Eternals arrived with high expectations given the announcement that the tech wizard Phastos (Brian Tyree Henry) would, indeed, be Marvel’s first on-screen, identifiable queer hero. It also had a boost from director Chloe Zhao, who had just nabbed a Best Director Oscar for her work on Nomadland just a few months before.
Eternals follows a group of immortal aliens assigned to defend Earth from alien monsters by an even bigger alien. The group watches the centuries tick by, growing ever closer to humanity. Cut to the present day when said monsters reemerge out of stasis, and the Eternals must reunite to save the world.
If the premise sounds simple, the character dynamics are not. Eternals boasts a big ensemble cast of characters, each played by a compelling actor. Though Gemma Chan and Richard Madden play the ostensible lead characters, each member of the Eternals cast gets a moment to shine. That holds especially true for Henry, burdened with the duties of playing the studio’s first gay hero, and adding to its still-modest list of black heroes as well. In short, Henry delivers the goods, playing his role with a powerful intensity every moment he appears on screen. Zhao also affords him a good deal of range in his scenes, allowing him to play moments of comedy, guilt, and domestic bliss opposite on-screen husband Haaz Sleiman. Tyree’s charisma points to a promising career ahead; though Marvel reportedly has no plans for Eternals 2, we hope Phastos turns up again in some future superhero brawl.
Beyond its blow for representation, Eternals features Zhao’s signature breathtaking visuals. Nobody photographs landscapes or sunsets like this woman, and its telling that in a movie this full of special effects, simple shots of the light hitting Chan’s face or Madden standing in a desert rank as the most memorable. The rest of the cast–which also includes Salma Hayek, Angelina Jolie, and Barry Keoghan–also gives compelling performances. At 156 minutes, Eternals feels a bit, well, eternal, and the inclusion of an elaborate mythology and special effects climax feels more perfunctory than necessary.

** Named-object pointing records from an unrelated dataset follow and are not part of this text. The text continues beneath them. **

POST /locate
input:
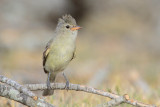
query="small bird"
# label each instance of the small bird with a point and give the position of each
(60, 50)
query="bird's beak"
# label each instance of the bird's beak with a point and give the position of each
(76, 28)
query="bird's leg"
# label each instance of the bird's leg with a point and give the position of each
(48, 82)
(67, 82)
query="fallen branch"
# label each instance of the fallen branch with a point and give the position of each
(17, 92)
(77, 87)
(24, 95)
(13, 94)
(114, 102)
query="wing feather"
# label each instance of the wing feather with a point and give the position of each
(46, 53)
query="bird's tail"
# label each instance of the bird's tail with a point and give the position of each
(49, 92)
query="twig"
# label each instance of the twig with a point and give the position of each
(114, 102)
(77, 87)
(13, 94)
(16, 86)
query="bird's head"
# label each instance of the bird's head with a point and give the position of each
(67, 24)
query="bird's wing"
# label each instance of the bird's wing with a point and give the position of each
(74, 55)
(46, 53)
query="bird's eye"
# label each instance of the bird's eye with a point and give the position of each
(67, 26)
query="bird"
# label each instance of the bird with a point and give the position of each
(60, 50)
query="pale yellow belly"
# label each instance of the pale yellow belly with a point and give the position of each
(59, 59)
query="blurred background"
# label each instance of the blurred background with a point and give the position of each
(118, 49)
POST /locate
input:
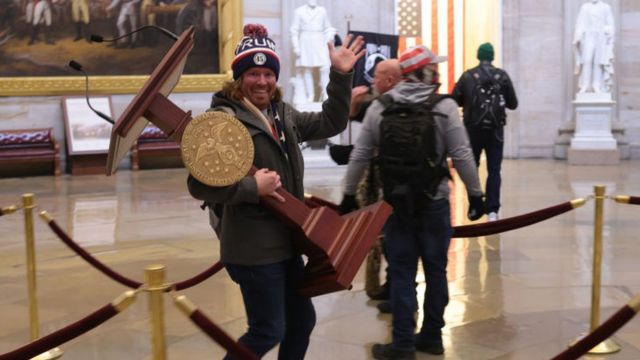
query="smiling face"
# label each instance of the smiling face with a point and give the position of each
(258, 84)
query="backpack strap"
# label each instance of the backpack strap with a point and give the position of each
(386, 100)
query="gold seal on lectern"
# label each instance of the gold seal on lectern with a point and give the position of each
(217, 149)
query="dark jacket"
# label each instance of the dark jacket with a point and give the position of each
(250, 233)
(463, 91)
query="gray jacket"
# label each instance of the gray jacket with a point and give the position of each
(451, 139)
(250, 233)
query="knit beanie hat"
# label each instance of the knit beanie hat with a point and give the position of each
(485, 52)
(255, 49)
(418, 57)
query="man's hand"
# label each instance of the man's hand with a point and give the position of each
(344, 58)
(476, 208)
(348, 204)
(268, 182)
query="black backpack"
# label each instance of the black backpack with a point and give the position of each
(488, 103)
(410, 169)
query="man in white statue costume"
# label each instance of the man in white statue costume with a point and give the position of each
(310, 32)
(593, 39)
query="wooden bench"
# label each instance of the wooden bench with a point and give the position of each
(21, 149)
(154, 149)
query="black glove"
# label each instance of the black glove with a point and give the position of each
(348, 204)
(476, 207)
(340, 153)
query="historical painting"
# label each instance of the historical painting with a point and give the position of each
(38, 38)
(87, 133)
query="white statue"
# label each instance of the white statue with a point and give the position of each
(593, 40)
(310, 32)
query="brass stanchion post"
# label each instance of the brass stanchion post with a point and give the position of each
(608, 346)
(154, 277)
(34, 323)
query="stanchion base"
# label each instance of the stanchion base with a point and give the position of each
(608, 346)
(52, 354)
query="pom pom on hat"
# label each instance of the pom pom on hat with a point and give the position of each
(255, 49)
(485, 52)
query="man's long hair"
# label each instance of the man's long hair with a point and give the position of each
(231, 90)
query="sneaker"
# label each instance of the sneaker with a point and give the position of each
(434, 348)
(383, 294)
(388, 352)
(384, 307)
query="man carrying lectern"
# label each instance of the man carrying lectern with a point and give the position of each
(256, 247)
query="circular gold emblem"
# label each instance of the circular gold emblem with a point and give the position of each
(217, 149)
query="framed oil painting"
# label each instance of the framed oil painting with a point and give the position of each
(38, 39)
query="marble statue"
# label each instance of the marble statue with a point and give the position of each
(310, 32)
(593, 40)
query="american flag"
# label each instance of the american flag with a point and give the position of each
(438, 24)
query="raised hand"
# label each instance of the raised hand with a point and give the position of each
(344, 58)
(268, 182)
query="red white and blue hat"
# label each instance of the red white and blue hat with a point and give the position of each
(418, 57)
(255, 49)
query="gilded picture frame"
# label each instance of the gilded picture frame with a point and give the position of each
(229, 28)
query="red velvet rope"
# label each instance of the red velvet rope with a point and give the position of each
(499, 226)
(91, 260)
(237, 351)
(600, 334)
(185, 284)
(63, 335)
(199, 278)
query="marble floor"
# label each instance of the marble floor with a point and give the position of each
(523, 294)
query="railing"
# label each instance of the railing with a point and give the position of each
(596, 342)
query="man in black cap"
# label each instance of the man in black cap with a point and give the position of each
(484, 91)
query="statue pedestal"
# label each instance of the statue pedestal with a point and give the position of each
(592, 142)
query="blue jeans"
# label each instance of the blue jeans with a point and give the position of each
(426, 236)
(492, 141)
(275, 312)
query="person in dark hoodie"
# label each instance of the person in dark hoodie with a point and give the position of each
(255, 246)
(426, 233)
(485, 117)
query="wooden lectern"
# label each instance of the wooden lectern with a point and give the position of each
(335, 245)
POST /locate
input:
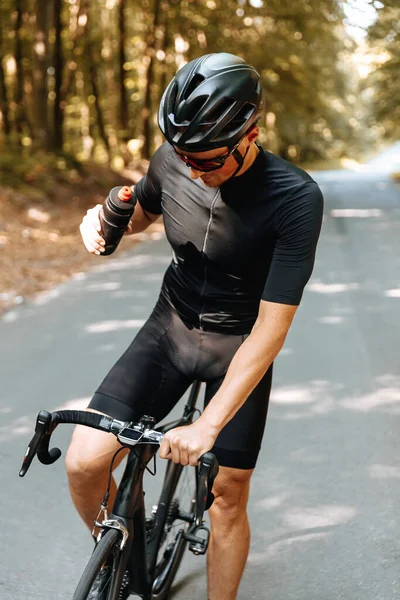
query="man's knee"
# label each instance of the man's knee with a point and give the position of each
(231, 491)
(90, 453)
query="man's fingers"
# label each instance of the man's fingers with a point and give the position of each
(165, 449)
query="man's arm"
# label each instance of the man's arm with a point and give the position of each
(140, 220)
(248, 366)
(250, 363)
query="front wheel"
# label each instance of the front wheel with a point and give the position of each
(167, 528)
(98, 579)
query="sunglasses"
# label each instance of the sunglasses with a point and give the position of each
(208, 164)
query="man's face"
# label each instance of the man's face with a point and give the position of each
(217, 177)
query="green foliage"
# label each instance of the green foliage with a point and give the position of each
(384, 81)
(300, 49)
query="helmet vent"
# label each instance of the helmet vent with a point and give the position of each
(197, 79)
(244, 114)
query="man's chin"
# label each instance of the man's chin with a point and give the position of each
(210, 181)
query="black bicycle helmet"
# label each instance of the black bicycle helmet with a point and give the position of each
(211, 102)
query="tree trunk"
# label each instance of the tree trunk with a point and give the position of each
(123, 102)
(147, 107)
(19, 91)
(3, 93)
(164, 80)
(94, 79)
(40, 72)
(58, 62)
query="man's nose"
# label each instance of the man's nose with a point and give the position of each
(194, 174)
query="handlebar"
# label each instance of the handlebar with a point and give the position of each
(129, 434)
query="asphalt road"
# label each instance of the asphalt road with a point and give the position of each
(325, 496)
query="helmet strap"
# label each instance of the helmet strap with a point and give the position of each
(239, 159)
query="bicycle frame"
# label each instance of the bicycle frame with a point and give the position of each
(128, 512)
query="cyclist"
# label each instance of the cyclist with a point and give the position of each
(243, 224)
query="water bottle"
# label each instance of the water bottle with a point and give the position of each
(115, 215)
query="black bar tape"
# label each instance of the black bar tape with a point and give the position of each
(81, 417)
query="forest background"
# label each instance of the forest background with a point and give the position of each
(81, 80)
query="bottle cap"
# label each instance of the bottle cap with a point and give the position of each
(125, 193)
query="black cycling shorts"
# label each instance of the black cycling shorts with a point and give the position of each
(163, 360)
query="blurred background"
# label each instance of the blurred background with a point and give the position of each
(81, 80)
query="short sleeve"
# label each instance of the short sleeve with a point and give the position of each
(298, 226)
(148, 189)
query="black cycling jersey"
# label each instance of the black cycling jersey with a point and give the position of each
(254, 238)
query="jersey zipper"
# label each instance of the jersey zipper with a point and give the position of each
(204, 250)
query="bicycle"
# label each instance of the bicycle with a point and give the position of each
(149, 549)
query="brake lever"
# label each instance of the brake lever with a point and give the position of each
(39, 444)
(208, 470)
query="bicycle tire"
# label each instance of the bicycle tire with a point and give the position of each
(169, 555)
(108, 544)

Still, given Brian Tyree Henry’s performance, and the place Eternals holds in superhero movie history, we recommend giving it a look. Zhao’s visuals and a committed cast make the movie fun. What a shame it had to go and ruin it all with the CGI mayhem.
Streams on Disney+.
Note: This article contains portions of previous articles posted on Queerty.
SamB
An absolutely terrible movie all around.
Cam
@SamB, you are a troll here to ALWAyS attack LGBTQ representation, Attack people who come out, Attack the victims of bigotry, and defend right wing hate groups and bigots who attack us.
Your trying to troll the movie means I’ll probably watch it again tonight.
Kangol2
The film was meh, though nice to look at. Brian Tyree Henry and Haz Sleiman gave fine performances. Why not spin off a streaming/TV series for Phastos and his husband? Henry’s already engaged with Atlanta, for which he’s delivered an iconic performance as Paper Boi Miles, but since that show’s most recent season is done film, why not hook him and Haz Sleiman with a series of their own?
curiobi
I think that would be awesome!
WillParkinson
Save the MCU? Films making billions, and you’re saying they need saving? Would that we could all be saved like that.
CatholicXXX
Why couldn’t they pick a hot guy to play the gay one?

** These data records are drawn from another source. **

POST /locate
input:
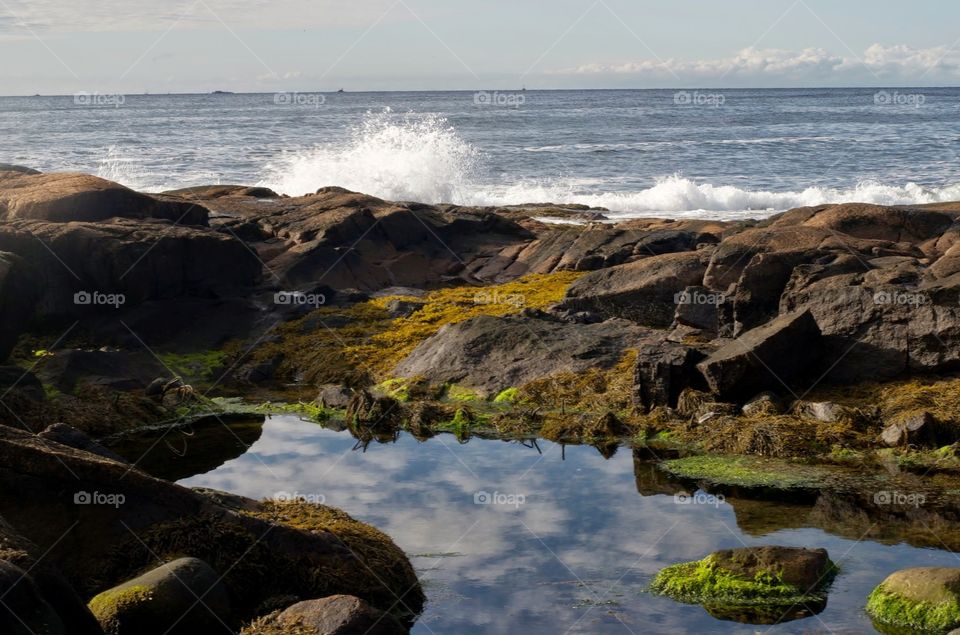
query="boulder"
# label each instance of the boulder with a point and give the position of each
(766, 404)
(340, 615)
(334, 396)
(646, 291)
(919, 429)
(779, 354)
(877, 222)
(181, 597)
(103, 522)
(37, 599)
(663, 371)
(63, 197)
(127, 262)
(490, 354)
(923, 599)
(18, 297)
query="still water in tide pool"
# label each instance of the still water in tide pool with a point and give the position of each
(511, 538)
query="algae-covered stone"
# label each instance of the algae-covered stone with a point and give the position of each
(751, 581)
(924, 599)
(183, 596)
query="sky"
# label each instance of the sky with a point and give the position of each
(159, 46)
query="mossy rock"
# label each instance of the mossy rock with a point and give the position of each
(165, 600)
(748, 471)
(752, 583)
(924, 599)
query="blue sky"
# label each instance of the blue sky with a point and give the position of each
(64, 46)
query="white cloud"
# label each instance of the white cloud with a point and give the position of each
(879, 61)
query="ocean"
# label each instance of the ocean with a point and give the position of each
(699, 153)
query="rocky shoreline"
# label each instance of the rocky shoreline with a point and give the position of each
(825, 335)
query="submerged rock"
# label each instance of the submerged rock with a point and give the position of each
(334, 615)
(924, 599)
(180, 597)
(752, 584)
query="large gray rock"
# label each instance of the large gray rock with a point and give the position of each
(490, 354)
(664, 369)
(646, 291)
(181, 597)
(780, 354)
(341, 615)
(62, 197)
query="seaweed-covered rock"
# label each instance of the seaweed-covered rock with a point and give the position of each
(646, 291)
(777, 354)
(753, 582)
(180, 597)
(925, 599)
(103, 522)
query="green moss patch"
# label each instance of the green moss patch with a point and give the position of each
(748, 471)
(704, 582)
(895, 610)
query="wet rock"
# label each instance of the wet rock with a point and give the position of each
(334, 396)
(919, 429)
(825, 411)
(18, 296)
(690, 402)
(664, 370)
(403, 308)
(62, 197)
(140, 260)
(67, 435)
(698, 307)
(490, 354)
(923, 599)
(102, 522)
(371, 409)
(181, 597)
(37, 600)
(765, 404)
(341, 615)
(779, 353)
(713, 409)
(645, 291)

Or even better, a closeted gay one like Richard madden
Cam
What a shock, one of the trolls other screenames wants to replace the Black actor with someone White.
Your trolling is boring, sad and old.
Cam
The thing I think is weird that so many directors seem to be doing now really started with the final Game of Thrones season.

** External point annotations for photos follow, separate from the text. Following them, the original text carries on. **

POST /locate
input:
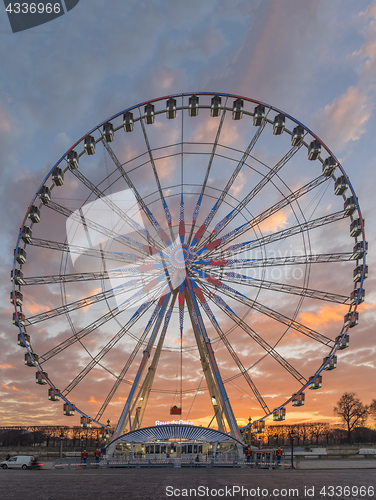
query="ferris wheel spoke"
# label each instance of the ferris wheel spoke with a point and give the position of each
(141, 399)
(86, 302)
(95, 325)
(94, 361)
(83, 220)
(275, 261)
(115, 209)
(166, 210)
(219, 301)
(266, 179)
(218, 243)
(285, 233)
(163, 235)
(205, 305)
(242, 279)
(162, 304)
(225, 402)
(214, 283)
(87, 251)
(209, 218)
(212, 155)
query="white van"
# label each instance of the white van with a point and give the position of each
(21, 462)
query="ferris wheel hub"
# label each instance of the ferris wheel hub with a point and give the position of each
(181, 256)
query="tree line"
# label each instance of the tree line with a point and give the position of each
(352, 412)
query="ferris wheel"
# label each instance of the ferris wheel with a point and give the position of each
(187, 257)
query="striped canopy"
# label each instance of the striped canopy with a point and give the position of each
(178, 432)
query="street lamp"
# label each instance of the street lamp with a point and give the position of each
(292, 436)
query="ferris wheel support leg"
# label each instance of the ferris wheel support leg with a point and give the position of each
(213, 390)
(225, 402)
(142, 397)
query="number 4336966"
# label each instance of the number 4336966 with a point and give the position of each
(33, 8)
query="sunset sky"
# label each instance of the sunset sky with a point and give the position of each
(316, 60)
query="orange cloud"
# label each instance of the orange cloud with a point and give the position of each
(322, 316)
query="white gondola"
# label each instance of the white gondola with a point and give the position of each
(193, 105)
(89, 145)
(21, 319)
(45, 195)
(18, 296)
(171, 108)
(25, 341)
(26, 234)
(53, 394)
(149, 114)
(237, 109)
(72, 159)
(279, 415)
(215, 107)
(298, 399)
(108, 132)
(341, 185)
(356, 227)
(328, 166)
(20, 255)
(279, 124)
(357, 296)
(58, 176)
(40, 377)
(128, 121)
(29, 359)
(314, 150)
(17, 277)
(258, 115)
(315, 383)
(349, 206)
(85, 422)
(68, 410)
(297, 135)
(358, 250)
(351, 319)
(344, 343)
(332, 364)
(358, 273)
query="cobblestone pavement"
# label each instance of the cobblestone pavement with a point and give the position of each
(145, 484)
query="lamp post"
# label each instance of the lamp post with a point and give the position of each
(292, 436)
(61, 444)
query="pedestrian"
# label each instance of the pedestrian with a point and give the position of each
(279, 453)
(97, 455)
(84, 456)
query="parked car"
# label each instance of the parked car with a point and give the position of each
(21, 462)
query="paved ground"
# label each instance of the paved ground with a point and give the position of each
(144, 484)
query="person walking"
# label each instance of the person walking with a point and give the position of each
(279, 453)
(97, 455)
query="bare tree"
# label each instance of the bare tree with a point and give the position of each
(352, 412)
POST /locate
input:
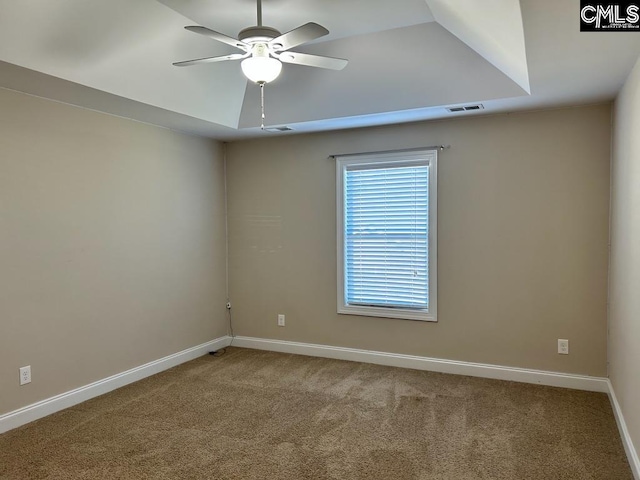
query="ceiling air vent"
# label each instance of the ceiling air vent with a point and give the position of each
(279, 129)
(466, 108)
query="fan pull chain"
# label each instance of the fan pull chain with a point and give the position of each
(262, 103)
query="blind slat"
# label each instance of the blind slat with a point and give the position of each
(386, 236)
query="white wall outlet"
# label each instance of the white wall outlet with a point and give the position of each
(25, 375)
(563, 346)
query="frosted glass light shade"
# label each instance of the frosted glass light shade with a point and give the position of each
(261, 69)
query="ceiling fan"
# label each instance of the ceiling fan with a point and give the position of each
(265, 48)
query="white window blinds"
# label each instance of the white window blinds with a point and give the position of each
(386, 235)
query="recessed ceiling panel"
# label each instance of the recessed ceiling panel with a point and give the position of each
(342, 18)
(407, 68)
(124, 48)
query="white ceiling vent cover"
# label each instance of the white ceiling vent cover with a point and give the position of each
(279, 129)
(466, 108)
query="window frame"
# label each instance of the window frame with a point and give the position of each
(425, 156)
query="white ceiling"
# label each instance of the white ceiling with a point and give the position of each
(408, 60)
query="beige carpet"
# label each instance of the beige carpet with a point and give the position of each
(260, 415)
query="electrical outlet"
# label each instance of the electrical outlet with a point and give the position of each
(563, 346)
(25, 375)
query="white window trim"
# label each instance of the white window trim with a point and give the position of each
(390, 158)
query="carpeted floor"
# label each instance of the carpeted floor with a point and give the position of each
(261, 415)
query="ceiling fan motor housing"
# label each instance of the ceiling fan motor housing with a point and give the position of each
(257, 34)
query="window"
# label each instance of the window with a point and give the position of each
(387, 206)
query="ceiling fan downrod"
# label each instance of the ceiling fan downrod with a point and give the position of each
(259, 6)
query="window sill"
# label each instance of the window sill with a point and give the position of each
(396, 313)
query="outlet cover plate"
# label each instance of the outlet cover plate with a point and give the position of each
(25, 375)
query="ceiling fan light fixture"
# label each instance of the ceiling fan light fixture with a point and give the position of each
(261, 69)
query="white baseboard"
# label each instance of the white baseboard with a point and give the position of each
(632, 453)
(553, 379)
(51, 405)
(27, 414)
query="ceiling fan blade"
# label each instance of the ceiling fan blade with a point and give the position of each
(198, 61)
(305, 33)
(218, 36)
(313, 60)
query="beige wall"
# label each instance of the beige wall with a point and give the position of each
(111, 245)
(624, 315)
(523, 233)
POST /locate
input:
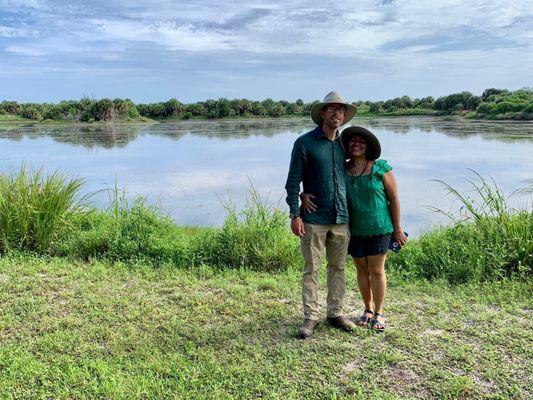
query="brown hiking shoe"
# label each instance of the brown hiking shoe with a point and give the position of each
(342, 322)
(307, 328)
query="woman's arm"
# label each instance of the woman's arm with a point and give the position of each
(394, 204)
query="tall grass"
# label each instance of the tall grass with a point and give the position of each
(257, 237)
(487, 240)
(36, 208)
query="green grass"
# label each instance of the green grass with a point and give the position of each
(486, 241)
(36, 208)
(115, 331)
(45, 214)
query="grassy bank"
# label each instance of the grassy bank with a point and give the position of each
(107, 330)
(121, 303)
(44, 214)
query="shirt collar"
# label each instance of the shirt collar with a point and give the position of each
(319, 133)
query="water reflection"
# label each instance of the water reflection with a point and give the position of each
(187, 166)
(119, 135)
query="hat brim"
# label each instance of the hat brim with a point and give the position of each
(351, 110)
(373, 146)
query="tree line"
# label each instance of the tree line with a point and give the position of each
(492, 104)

Because the cameras now are better at filming i the dark, directors seem to think that every scene needs to be dark. With Eternals, they would be in a room and yet it would be dark as night. When the Game of Thrones director got criticized he said that people should be watching the TV at home with the lights out for the full experience. The problem is, if other people are in the room or you need to have the lights on for something else it almost looks like a blank screen.
I get that it’s a new toy for directors, but enough, when they are inside, in a house, during the daytime there is no reason to film it at the same light level as if it was the middle of the night.
JScott
I hardily could agree more. To shoot movies in darkness, knowing it will quickly go to streaming is annoying not artistic.